Von Anfang an war jede Nadel mit einem Siegel versehen, das bei der Anwendung gebrochen werden musste, erklärt Hager. Angefangen habe man mit zwei Varianten in Stärke 0,5 und 0,3 Millimeter. Heute werden unter den rund 4.000 von Hager & Werken vertriebenen Produkten insgesamt 24 verschiedene Miraject-Injektions-, Endo- und Applikationskanülen angeboten.
„Wir hatten schon immer einen guten Riecher für zahnarzt- und patientenfreundliche Innovationen“, betont Hager. Als Beispiel nannte er den Myerson-Zahn, den er schon 1954 als Erster in Deutschland angeboten hatte. „Der Kunststoffzahn hat uns richtig groß gemacht“, erinnert er sich. Ein weiteres Novum war das Miramatic-System, das 2001 auf den Markt gebracht wurde – ein innovatives patentiertes Sicherheitssystem zur Entsorgung benutzter Kanülen.
„Nach der Einführung von Miraject wurden wir zuerst belächelt, dann bewundert“, sagt Hager. Mit Miraject, so der Unternehmer, sei man ein Jahr lang nach der Einführung allein auf dem Markt gewesen. „Wir haben immer reinvestiert und stets ein Auge auf den Markt gehabt“, so Hager zu seinem Erfolgsrezept. Nach jedem Misserfolg habe er sofort nach einem neuen Erfolg gestrebt. Und ein Stubenhocker sei er ohnehin noch nie gewesen – nach dem Abschluss seiner kaufmännischen Ausbildung habe der umtriebige Geschäftsmann in Genf, Paris, London, in Italien und den USA gearbeitet und dort nach unternehmerischer Inspiration gesucht.

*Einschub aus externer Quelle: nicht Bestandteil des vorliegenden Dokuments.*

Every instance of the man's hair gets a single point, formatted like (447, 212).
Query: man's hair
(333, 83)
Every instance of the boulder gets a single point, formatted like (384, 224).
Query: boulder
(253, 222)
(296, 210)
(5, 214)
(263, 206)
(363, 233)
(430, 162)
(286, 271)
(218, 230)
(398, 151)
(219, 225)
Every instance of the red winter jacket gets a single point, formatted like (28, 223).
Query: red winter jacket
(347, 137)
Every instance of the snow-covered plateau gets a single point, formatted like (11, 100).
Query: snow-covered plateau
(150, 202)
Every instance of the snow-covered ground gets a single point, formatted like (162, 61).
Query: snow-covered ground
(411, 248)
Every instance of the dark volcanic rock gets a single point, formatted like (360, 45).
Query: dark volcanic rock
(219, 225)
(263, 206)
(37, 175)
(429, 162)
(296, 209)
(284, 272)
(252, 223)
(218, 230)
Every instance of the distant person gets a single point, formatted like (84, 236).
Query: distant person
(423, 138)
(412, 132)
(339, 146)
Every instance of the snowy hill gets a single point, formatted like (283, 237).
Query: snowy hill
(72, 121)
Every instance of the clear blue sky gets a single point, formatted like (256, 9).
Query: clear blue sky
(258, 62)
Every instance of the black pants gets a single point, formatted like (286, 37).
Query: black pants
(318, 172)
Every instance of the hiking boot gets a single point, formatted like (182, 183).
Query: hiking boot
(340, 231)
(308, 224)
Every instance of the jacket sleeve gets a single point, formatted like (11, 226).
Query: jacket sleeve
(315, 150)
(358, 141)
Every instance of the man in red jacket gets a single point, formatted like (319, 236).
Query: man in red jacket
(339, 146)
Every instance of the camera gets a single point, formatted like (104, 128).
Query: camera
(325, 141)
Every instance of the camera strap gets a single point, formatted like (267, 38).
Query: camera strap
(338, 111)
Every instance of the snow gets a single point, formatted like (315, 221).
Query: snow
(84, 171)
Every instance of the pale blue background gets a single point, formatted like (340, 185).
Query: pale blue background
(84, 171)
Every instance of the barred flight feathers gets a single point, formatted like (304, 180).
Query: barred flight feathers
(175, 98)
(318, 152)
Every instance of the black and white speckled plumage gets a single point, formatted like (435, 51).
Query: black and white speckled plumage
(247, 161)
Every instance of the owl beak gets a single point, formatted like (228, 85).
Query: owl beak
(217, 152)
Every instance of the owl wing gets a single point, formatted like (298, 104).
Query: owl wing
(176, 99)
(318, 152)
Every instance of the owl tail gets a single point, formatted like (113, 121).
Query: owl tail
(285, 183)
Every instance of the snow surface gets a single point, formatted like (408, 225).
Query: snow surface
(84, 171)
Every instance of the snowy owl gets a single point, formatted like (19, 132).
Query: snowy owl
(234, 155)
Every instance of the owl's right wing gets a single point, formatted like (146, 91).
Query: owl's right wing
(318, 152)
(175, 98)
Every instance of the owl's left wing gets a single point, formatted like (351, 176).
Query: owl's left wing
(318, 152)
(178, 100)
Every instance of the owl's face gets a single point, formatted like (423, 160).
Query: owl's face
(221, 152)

Die Geschichte des traditionsreichen Familienunternehmens geht auf das Jahr 1912 zurück, als Erwin Hager die Zahnbohrerfabrik Hager & Meisinger in Düsseldorf gründete. Nachdem einige Jahre später die Firma von der Familie Meisinger komplett übernommen wurde, gründete Erwin Hager 1927 das Dentaldepot Hager Dental in Duisburg. Später bauten sein Sohn Edgar und nachfolgend Jan und Jochen Odermann die Firma zu einem deutschlandweit führenden Dentalhandelsunternehmen mit Niederlassungen in Duisburg, Dortmund, Düsseldorf, Köln und Neuwied aus.
1946 gründete Edgar Hager die Firma Hager & Werken als Tochterunternehmen des Depots mit dem Ziel, spezielle Dentalprodukte herzustellen und über den Fachhandel zu vertreiben. Seine Frau Lilo spielte bei der Gründung allerdings eine Schlüsselrolle. „Die Firma war quasi eine Nebenbeschäftigung meiner Mutter, die sich als Tennisspielerin einen Namen gemacht hatte“, erzählt Michael Hager. „Meine Mutter war eine kluge Frau, die zum richtigen Zeitpunkt mit den richtigen Leuten Tennis gespielt hat“, schmunzelt er.
1963 übernahm Michael Hager die Firma und setzte sich das Ziel, Hager & Werken als einen führenden Anbieter von Dentalspezialitäten zu etablieren. Und das mit Erfolg: Bei dem weltweit agierenden Unternehmen, das mit drei Mitarbeitern gegründet wurde, sind heute rund 140 Mitarbeiter tätig. Neben Duisburg als Stammsitz ist Hager & Werken mit eigenen Niederlassungen in den USA, in China, Polen, Frankreich, Spanien und Kroatien vertreten.
Ein motiviertes Team stehe neben zufriedenen Kunden ganz oben auf der Prioritätenliste. Erst vor Kurzem habe man zwei langjährige Mitarbeiterinnen gefeiert, die ein halbes Jahrhundert im Unternehmen gearbeitet und die Geburtsstunde der Einwegnadel mitbekommen haben. „Wir verstehen uns nach wie vor als Innovationsführer und werden auch in Zukunft unserem Werbeslogan treu bleiben“, sagt Patrick Hager, der seit 2009 in dritter Generation die Geschicke des Unternehmens lenkt. Immer „eine Idee besser“ zu sein, lautet sein Ziel.